This means that you can:
- Keep it charged and in a safe place in your car or home so you have the ability to call 911 in an emergency if your active phone is stolen or damaged - it can save your life, or,
- Donate it to a domestic violence organization in your area. Typically, the perpetrator of domestic violence first removes the victim's ability to call for help. Having a hidden cell phone that can only dial 911 could save this person's life.
- You can also turn in old cell phones to Sprint Project Connect (who will recycle them and turn the net proceeds into supporting a website promoting online safety for kids, or Verizon's HopeLine program which supports victims of domestic violence, or, AT&T's Cell Phones for Soldiers, an initiative that uses funds from recycled cell phones to buy prepaid phone cards for active duty military members.
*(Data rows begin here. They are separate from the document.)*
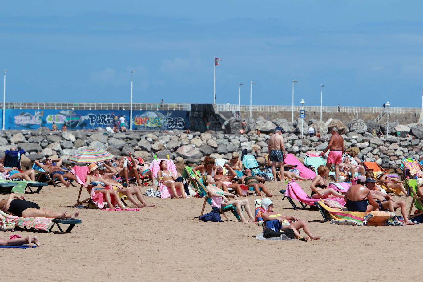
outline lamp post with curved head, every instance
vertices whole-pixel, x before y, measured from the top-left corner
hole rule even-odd
[[[323,84],[320,85],[320,121],[321,121],[321,96],[323,91],[323,88],[324,85]]]
[[[292,80],[292,122],[294,122],[294,83],[297,82],[297,80]]]
[[[129,130],[132,130],[132,75],[135,71],[131,71],[131,110],[129,111]]]
[[[305,104],[305,102],[304,101],[304,99],[301,99],[301,101],[299,102],[301,104],[301,109],[302,110],[304,109],[304,104]],[[301,135],[302,135],[303,137],[304,137],[304,133],[303,132],[304,130],[304,119],[301,119]]]
[[[6,70],[4,71],[4,84],[3,86],[3,130],[4,130],[5,112],[6,110]]]
[[[251,100],[253,97],[253,85],[255,82],[253,82],[253,80],[250,81],[250,116],[251,116]]]

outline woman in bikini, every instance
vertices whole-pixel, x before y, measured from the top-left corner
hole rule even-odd
[[[223,175],[223,169],[221,166],[218,166],[217,168],[216,175],[214,175],[214,181],[221,181],[223,183],[222,189],[226,192],[228,192],[228,188],[234,189],[236,191],[236,194],[239,196],[247,197],[247,195],[242,194],[242,189],[241,188],[241,184],[237,183],[232,183],[232,180],[233,178],[238,176],[236,172],[232,167],[228,165],[227,164],[223,165],[227,170],[228,170],[230,174]]]
[[[181,182],[176,182],[176,177],[173,172],[168,170],[168,162],[164,160],[160,161],[160,170],[157,172],[157,182],[162,183],[164,185],[170,188],[175,197],[180,199],[176,192],[176,189],[179,189],[182,199],[187,199],[185,195],[184,184]]]
[[[85,184],[84,187],[87,188],[88,185],[93,186],[93,189],[95,194],[102,193],[106,198],[106,201],[109,205],[109,208],[111,209],[116,209],[115,206],[112,203],[112,197],[115,200],[115,202],[119,205],[119,208],[122,210],[126,209],[121,203],[121,199],[116,190],[113,189],[106,189],[106,185],[113,185],[112,182],[108,182],[102,180],[96,175],[99,175],[99,166],[95,164],[91,164],[88,166],[88,174],[85,179]],[[91,192],[89,191],[90,194]]]
[[[273,203],[269,199],[264,199],[261,201],[261,216],[264,220],[277,220],[279,222],[279,230],[286,230],[292,229],[294,231],[295,238],[301,241],[307,241],[309,237],[312,240],[319,240],[320,236],[314,236],[311,233],[310,228],[307,222],[300,220],[294,216],[284,216],[277,213],[273,210]],[[295,220],[294,222],[288,221]],[[302,237],[298,232],[299,230],[302,228],[308,237]]]
[[[214,183],[214,179],[210,175],[204,175],[203,177],[203,182],[206,185],[206,188],[207,189],[209,195],[210,197],[221,197],[222,198],[222,206],[224,207],[228,205],[233,205],[236,208],[236,211],[241,218],[241,222],[243,223],[248,223],[254,222],[254,216],[251,213],[250,208],[250,202],[246,199],[238,200],[236,195],[231,194],[228,192],[224,191],[213,185]],[[228,197],[233,198],[234,200],[230,200]],[[242,214],[242,209],[241,207],[244,207],[245,209],[247,214],[250,218],[250,221],[247,220]]]
[[[33,202],[25,200],[23,196],[18,196],[12,193],[7,199],[0,201],[0,209],[6,214],[22,217],[47,217],[64,219],[73,219],[79,214],[79,210],[73,214],[68,214],[68,211],[60,214],[59,212],[40,208]]]
[[[317,175],[314,177],[310,188],[311,189],[311,197],[314,199],[320,198],[343,198],[344,196],[335,191],[332,188],[328,188],[325,179],[329,169],[326,166],[322,164],[317,168]]]

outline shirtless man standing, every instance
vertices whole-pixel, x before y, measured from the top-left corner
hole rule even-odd
[[[56,162],[55,165],[53,165],[53,161]],[[69,187],[71,185],[71,181],[69,180],[65,181],[65,177],[68,179],[72,179],[75,181],[77,180],[76,177],[73,174],[60,168],[60,166],[63,162],[63,159],[57,159],[54,160],[52,160],[51,159],[46,159],[44,160],[44,162],[43,163],[38,161],[36,161],[34,162],[40,167],[44,169],[46,172],[49,173],[52,179],[57,177],[60,180],[60,182],[67,187]]]
[[[272,162],[272,172],[275,178],[275,182],[277,181],[276,178],[276,163],[279,162],[280,171],[283,171],[283,154],[286,154],[285,145],[283,145],[283,137],[282,137],[282,129],[280,126],[276,126],[275,129],[275,134],[269,140],[267,145],[269,150],[269,159]],[[281,181],[282,179],[281,179]]]
[[[330,137],[330,141],[327,147],[324,151],[320,153],[320,156],[323,156],[327,150],[330,149],[329,154],[327,156],[327,162],[326,166],[330,170],[332,166],[332,164],[335,165],[335,182],[338,182],[338,176],[339,176],[339,165],[342,163],[342,155],[345,151],[344,145],[343,138],[338,133],[338,129],[334,127],[330,131],[332,137]]]

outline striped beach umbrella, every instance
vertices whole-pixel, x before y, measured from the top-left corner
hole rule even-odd
[[[115,156],[101,149],[89,148],[80,150],[68,158],[69,162],[93,163],[113,159]]]

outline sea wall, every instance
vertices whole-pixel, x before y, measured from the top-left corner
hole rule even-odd
[[[398,131],[400,136],[404,137],[385,134],[378,137],[368,132],[365,122],[360,120],[352,121],[348,125],[336,120],[331,120],[327,125],[322,122],[308,121],[307,123],[312,123],[311,126],[322,132],[319,138],[302,136],[302,126],[305,133],[309,126],[299,120],[294,123],[284,120],[275,121],[277,124],[262,118],[247,121],[254,123],[249,123],[247,130],[259,126],[262,133],[258,135],[253,130],[243,135],[230,132],[231,130],[238,132],[235,127],[239,124],[236,123],[229,129],[230,132],[227,132],[227,124],[226,127],[222,126],[225,131],[190,134],[178,130],[173,133],[135,131],[128,134],[111,134],[106,133],[102,128],[98,129],[98,132],[53,132],[46,128],[37,130],[7,130],[0,132],[0,155],[12,146],[23,149],[27,153],[22,157],[22,165],[27,168],[32,166],[33,161],[47,156],[63,158],[66,163],[66,159],[77,150],[91,147],[104,149],[116,156],[127,156],[127,152],[130,151],[134,156],[140,156],[146,161],[152,160],[155,155],[165,158],[169,155],[177,166],[182,168],[184,165],[200,163],[206,156],[227,159],[231,157],[232,152],[240,153],[246,149],[263,165],[264,156],[267,153],[267,140],[277,125],[281,126],[285,131],[283,136],[287,151],[295,154],[300,160],[305,157],[307,152],[319,152],[326,148],[330,138],[327,132],[334,126],[339,129],[343,137],[347,151],[354,151],[359,158],[376,161],[382,167],[398,169],[403,157],[418,159],[422,153],[423,125],[421,124],[408,126],[393,123],[390,132]],[[389,125],[390,129],[393,124]],[[376,126],[373,124],[372,126]],[[383,125],[377,126],[382,131],[386,131]]]

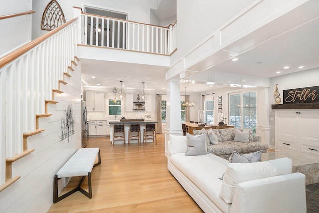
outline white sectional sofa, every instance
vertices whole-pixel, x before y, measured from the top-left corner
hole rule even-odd
[[[229,163],[211,153],[186,156],[186,136],[168,144],[168,170],[205,213],[306,213],[305,176],[291,173],[289,159]]]

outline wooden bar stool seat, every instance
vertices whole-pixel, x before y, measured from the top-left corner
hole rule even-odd
[[[143,143],[145,143],[148,139],[152,139],[154,143],[155,139],[155,144],[157,144],[156,141],[156,133],[155,132],[155,124],[146,124],[145,129],[144,131]]]
[[[116,134],[117,134],[116,135]],[[115,139],[117,141],[123,140],[125,146],[125,130],[124,124],[114,124],[114,132],[113,133],[113,147],[115,144]]]
[[[132,134],[132,133],[133,133]],[[129,130],[129,144],[131,140],[138,140],[139,144],[141,142],[141,125],[140,124],[130,124]]]

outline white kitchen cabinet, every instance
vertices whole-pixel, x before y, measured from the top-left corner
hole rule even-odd
[[[88,112],[104,111],[104,93],[101,92],[86,92],[85,101]]]
[[[275,149],[292,154],[319,157],[319,110],[276,110]]]
[[[152,95],[146,95],[145,111],[152,112]]]
[[[90,135],[107,135],[106,121],[90,121]]]
[[[125,111],[130,112],[133,110],[134,96],[133,93],[127,93],[125,94]]]

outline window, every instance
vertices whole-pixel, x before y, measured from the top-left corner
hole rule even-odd
[[[230,125],[235,128],[252,129],[255,133],[257,124],[256,92],[229,94],[229,100]]]
[[[181,116],[181,122],[184,122],[185,121],[185,111],[184,104],[185,104],[185,101],[180,102],[180,115]]]
[[[121,100],[109,100],[109,115],[118,115],[121,114]]]
[[[205,101],[205,119],[207,124],[214,123],[214,100]]]
[[[166,101],[161,101],[161,122],[166,123]]]

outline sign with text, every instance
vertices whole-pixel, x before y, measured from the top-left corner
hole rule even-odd
[[[319,102],[319,86],[284,90],[284,104]]]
NEVER LET A CHILD PLAY WITH A CELL PHONE WITHOUT FIRST REMOVING THE BATTERY BECAUSE:
- Even deactivated cell phones can and do call 911. When your child presses the buttons (just like Mom and Dad) the phone will call 911 and an operator may hear crying, screaming, the TV, or nothing, but must still make every effort to try to determine if there is a real emergency. We can't call these phones back because they show up on our screens as a 911 area code, so all we can do is wonder what is going on and where.
- Active phones require 911 Operators to take the time to call these phones back if we can't speak to someone on the first call. Some police departments dispatch officers to these calls if they can determine the location it came from.
ELIMINATE “POCKET DIALING” where the emergency button is accidentally pressed while the phone is in the owner's pocket, purse or bra (According to the Toronto Globe and Mail published 1/7/11, Totonto reports these are 8% of their emergency calls):
- When buying a new cell phone, find out if it has been pre-programed for one-button dialing. If so either have the retailer remove this feature, or, buy another model;
- Reprogram your current phone so that it can not dial 911 by pressing just one button (instructions should be in your manual or available online); or
- Keep the phone in a case or cover that prevents pocket dialing
IF YOU DIAL 911 BY MISTAKE, STAY ON THE LINE
- Even if you do not hear it ring, it probably went through to us. If you hang up, we have to call you back. If you do not answer, a number of agencies will then dispatch an officer to see if you are all right. This wastes not only the time of the 911 Operator, but also patrol officers
- Everyone makes mistakes. Don't be embarrassed, I've called 911 by mistake myself. Just stay on and tell us it was a mistake.
If you follow these simple steps, you will help the environment, and, save lives.
The bottom line is, THE TIME 911 OPERATORS SPEND ON FALSE, ABANDONED OR PHANTOM 911 CALLS IS TIME THAT SOMEONE WITH A REAL LIFE-THREATENING EMERGENCY MAY BE ON HOLD AND SECONDS COUNT IN SAVING LIVES.